One of those movies one can only lament as a lost cause is 1988’s “High Spirits,” which had a great cast and a promising fantasy-comedy conceit that seemed perfect for director Neil Jordan — who’s said ever since that the much-disliked end result was a result of extreme creative interference. The new “Lady of the Manor” is billed as “A High-Spirited Comedy,” and one suspects its very similar premise was at least a tad influenced by the prior film.
Unfortunately, this feature directing debut for actor Justin Long and brother Christian falls equally flat, with no face-saving indication that it isn’t exactly the movie they set out to make. Its own expectations-raising yet poorly utilized cast will ensure some visibility for the Lionsgate release, which goes out to limited theaters, VOD and digital Sept. 17. But few will be cheered by this pale ghost of a comedy.
As in “High Spirits,” the attempted hijinks revolve around an ancestral home turned tourist attraction whose current minders are beset by the boisterous spirits of long-ago inhabitants. An 1875 prologue shows us the discordant marriage of Lady (Judy Greer) and Lord Wadsworth (Ryan Phillippe), introduced quarreling over the “vexing matter” of just who rules the roost in her inherited Savannah manse. That question is settled once the wife takes a fatal, none-too-accidental fall down the stairs.
Nearly 150 years later, Wadsworth Manor is a historical site open to the public. But as current owner Graydon Wadsworth (Patrick Duffy) is about to commence a mayoral campaign, he turns over the building’s management to his layabout son Tanner (Phillippe again). Threatened with a terminated allowance, this inebriate scion of Southern aristocracy reluctantly acquiesces, his first action as boss being to fire the current tour guide for refusing his blunt advances. Enjoying liquid refreshments in a local bar that evening, he meets Hannah (Melanie Lynskey), who seems the ideal replacement by his undiscriminating standards. Plus, she’s just lost her job (as a pot courier), boyfriend (Alex Klein) and home (he threw her out after bailing her out of jail).
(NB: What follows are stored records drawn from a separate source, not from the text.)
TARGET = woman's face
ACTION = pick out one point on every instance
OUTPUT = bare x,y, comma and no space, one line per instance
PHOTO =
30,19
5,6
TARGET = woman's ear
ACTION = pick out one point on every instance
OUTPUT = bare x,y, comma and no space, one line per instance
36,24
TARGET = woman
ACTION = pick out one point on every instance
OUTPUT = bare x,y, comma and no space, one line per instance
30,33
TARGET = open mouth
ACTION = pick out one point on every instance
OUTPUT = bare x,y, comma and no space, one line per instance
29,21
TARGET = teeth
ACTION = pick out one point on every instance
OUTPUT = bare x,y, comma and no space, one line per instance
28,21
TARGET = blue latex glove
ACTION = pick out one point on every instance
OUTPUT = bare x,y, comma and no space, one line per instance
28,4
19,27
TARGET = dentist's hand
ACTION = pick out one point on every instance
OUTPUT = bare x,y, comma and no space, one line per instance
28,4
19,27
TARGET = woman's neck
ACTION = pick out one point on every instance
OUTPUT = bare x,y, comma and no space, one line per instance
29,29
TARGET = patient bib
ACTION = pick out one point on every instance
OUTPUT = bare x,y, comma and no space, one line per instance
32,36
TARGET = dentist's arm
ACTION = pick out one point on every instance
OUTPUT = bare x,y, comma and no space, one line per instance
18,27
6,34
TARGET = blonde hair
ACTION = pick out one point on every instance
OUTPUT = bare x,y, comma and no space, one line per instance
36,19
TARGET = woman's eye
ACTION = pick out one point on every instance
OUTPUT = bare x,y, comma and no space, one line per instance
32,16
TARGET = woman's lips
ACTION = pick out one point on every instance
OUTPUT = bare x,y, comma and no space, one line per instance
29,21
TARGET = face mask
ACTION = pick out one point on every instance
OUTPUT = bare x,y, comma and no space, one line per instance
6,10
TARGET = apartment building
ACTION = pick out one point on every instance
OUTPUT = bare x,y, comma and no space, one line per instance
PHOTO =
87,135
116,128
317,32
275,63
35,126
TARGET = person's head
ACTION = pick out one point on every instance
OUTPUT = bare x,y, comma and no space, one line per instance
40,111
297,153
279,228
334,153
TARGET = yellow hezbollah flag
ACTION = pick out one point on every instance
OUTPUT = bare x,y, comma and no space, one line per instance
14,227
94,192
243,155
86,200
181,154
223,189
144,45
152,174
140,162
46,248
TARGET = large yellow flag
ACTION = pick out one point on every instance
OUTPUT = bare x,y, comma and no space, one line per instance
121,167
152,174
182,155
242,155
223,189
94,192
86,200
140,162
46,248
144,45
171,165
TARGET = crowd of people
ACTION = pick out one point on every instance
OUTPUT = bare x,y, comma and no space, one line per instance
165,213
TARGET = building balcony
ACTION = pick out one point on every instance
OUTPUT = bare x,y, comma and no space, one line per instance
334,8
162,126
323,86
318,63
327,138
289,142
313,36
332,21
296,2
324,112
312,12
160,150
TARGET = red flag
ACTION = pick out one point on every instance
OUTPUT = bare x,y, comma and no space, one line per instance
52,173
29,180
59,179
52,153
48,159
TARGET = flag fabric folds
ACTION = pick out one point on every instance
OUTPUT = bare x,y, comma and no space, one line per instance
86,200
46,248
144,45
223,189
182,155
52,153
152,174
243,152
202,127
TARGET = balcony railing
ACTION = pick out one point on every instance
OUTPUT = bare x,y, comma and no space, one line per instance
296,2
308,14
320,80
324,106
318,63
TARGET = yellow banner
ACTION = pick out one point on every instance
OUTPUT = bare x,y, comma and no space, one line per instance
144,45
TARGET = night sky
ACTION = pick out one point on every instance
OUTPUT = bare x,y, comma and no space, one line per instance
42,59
Thus there is a new Lady Wadsworth to don the hoop skirts and show visitors around her carefully preserved abode. But the original Lady W. takes exception to this sloppy stoner chick’s mangling of her familial history (not to mention the English language), manifesting so that only Hannah can sense her presence, or displeasure. Also unamused is local history professor Max (Justin Long), though he’s willing to cut Hannah some slack as she’s just starting out, and claims willingness to learn her role properly.
Thus she gains two acting coaches, one long-dead but still very persnickety. Additional complications arise in the form of nice guy Max’s somewhat inexplicable romantic attentions, a problem since she’s already shagging Tanner, who’s neglected to mention he’s married. There’s also the discovery that these present-day Wadsworths may not even be the legal property owners, their ancestors having swindled it from rightful heirs (Tamara Austin, Wallace Claude Jean).
The Long siblings made their screenwriting debut in 2013 with “A Case of You,” an ensemble romantic comedy that erred on the side of blandness. This time, they go in the opposite direction, aiming for cheerfully rude yoks for which they have no flair whatsoever. It’s a pity, because all these actors have proven themselves more than capable of getting laughs, albeit with better material than they’re afforded here.
The usually admirable Lynskey is miscast in the kind of flailing-party-girl role that is Anna Faris’ specialty; Greer gets stuck playing a very one-note, old-school notion of “snooty.” You know the barrel is being scraped when performers of this caliber are asked to crack each other (and, theoretically, us) up by simply “making funny faces.” Long and Philippe’s comic chops are likewise largely wasted, while Luis Guzman must have owed somebody a favor, his role as a barkeep here is such a nonstarter.
As with “A Case of You” (which was directed by Kat Coiro), “Lady” could be worse, but it’s unfunny and pedestrian enough to make you wonder why so many talented people apparently didn’t realize they were lowering their game. The modestly scaled production is adequate in tech and design terms, though lack of inspiration is so pervasive, even beautiful Savannah doesn’t cast much atmospheric spell here.